## Data Setup

In [None]:
task_que = '(conversation)'
# system_message = "You are an expert dialog writer. You write compelling conversations with characters that have rich, well developed personalities."
system_message = ""

### Fetch Tweets

In [None]:
import pandas as pd

data_path = "../datasets/sample-tweets.csv"
df = pd.read_csv(data_path)#, delimiter='\t')

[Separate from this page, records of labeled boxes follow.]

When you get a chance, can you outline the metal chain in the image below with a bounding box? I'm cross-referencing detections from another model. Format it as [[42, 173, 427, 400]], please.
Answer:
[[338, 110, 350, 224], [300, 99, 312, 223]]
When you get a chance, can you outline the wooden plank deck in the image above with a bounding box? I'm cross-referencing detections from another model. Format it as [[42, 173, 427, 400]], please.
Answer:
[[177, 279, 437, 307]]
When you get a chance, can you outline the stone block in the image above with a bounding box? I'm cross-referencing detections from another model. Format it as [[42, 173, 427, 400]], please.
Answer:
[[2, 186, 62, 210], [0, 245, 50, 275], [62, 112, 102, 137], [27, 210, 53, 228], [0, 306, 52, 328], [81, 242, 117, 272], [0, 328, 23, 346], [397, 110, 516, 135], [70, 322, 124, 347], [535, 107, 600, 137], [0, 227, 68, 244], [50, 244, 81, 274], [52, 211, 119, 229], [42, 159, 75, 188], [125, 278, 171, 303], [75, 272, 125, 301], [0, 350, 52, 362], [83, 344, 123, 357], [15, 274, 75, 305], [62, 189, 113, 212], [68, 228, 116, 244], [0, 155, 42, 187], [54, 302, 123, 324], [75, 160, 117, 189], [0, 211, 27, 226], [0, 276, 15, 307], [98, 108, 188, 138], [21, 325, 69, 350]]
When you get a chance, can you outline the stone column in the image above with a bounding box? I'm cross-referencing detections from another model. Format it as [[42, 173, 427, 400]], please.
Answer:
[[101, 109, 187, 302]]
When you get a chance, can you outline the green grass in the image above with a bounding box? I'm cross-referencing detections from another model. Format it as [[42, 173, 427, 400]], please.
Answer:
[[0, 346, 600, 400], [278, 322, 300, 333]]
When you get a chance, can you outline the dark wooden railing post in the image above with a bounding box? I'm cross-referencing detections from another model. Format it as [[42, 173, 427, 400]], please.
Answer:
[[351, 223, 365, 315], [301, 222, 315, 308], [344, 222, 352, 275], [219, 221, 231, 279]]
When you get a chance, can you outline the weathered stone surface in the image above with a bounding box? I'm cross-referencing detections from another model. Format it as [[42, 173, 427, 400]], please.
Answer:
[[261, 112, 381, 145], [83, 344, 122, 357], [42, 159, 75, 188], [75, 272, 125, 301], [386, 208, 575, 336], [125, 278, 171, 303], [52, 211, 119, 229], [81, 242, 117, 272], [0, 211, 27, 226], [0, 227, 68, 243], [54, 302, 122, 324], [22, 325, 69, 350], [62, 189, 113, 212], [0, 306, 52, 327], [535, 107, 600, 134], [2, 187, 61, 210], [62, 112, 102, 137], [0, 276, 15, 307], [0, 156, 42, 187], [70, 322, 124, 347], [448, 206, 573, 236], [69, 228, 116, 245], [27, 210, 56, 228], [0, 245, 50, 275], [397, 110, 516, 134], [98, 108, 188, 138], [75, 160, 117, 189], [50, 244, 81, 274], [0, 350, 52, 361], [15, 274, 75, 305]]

### Fetch User Disposition

In [None]:
batch_size = 128

In [None]:
import random
import pathlib

expt_name = "expt2_2"

# Choosing the misinformed person's disposition
disposition_dir = pathlib.Path(f'../datasets/inst-templates/{expt_name}/dispositions')
dispositions = random.choices(sorted(disposition_dir.glob('*.txt')), k=batch_size)
dispositions = [disp.read_text() for disp in dispositions]

# Choosing the misinformed person's motivation
motivation_dir = pathlib.Path(f'../datasets/inst-templates/{expt_name}/motivations')
motivations = random.choices(sorted(motivation_dir.glob('*.txt')), k=batch_size)
motivations = [motv.read_text() for motv in motivations]

# Defining convo resolution:
CONV_RESOLUTION = ['resolved', 'unresolved']

### Fetch instruction template

In [None]:
inst_path = pathlib.Path(f'../datasets/inst-templates/{expt_name}/conv-gen.txt')
inst = inst_path.read_text()

## Batch Generate Conversations

In [None]:
output_dir = pathlib.Path(f"../datasets/inst-templates/{expt_name}/conversations")

In [None]:
from utils import BatchTextGenerator

text_gen = BatchTextGenerator('mistralai/Mistral-7B-Instruct-v0.1', load_in_8bit=False)

In [None]:
import json
from tqdm import tqdm


df_with_progbar = tqdm(df.groupby(df.index//batch_size), desc="Processing batch")

for batch_idx, batch_df in df_with_progbar:
    idxes = list(batch_df.index)
    tweet_ids = list(batch_df['tweet_id'])
    instructions = [
        inst.format(disp, motv, tweet)
            for disp, motv, (_, _, tweet) in zip(
                dispositions,
                motivations,
                batch_df.itertuples()
            )
    ]

    batch_op = text_gen(system_message, task_que, instructions)

    # Build output jsons
    for idx, id, conv, (_, _, tweet), disp, motv in zip(
        idxes, tweet_ids, batch_op,
        batch_df.itertuples(),
        dispositions, motivations
    ):
        conv_json = {
            'tweet_id': id,
            'disposition': disp,
            'motivation': motv,
            'tweet': tweet,
            'conv': conv
        }

        conv_file = output_dir.joinpath(f'{idx}.json')
        conv_file.write_text(json.dumps(conv_json))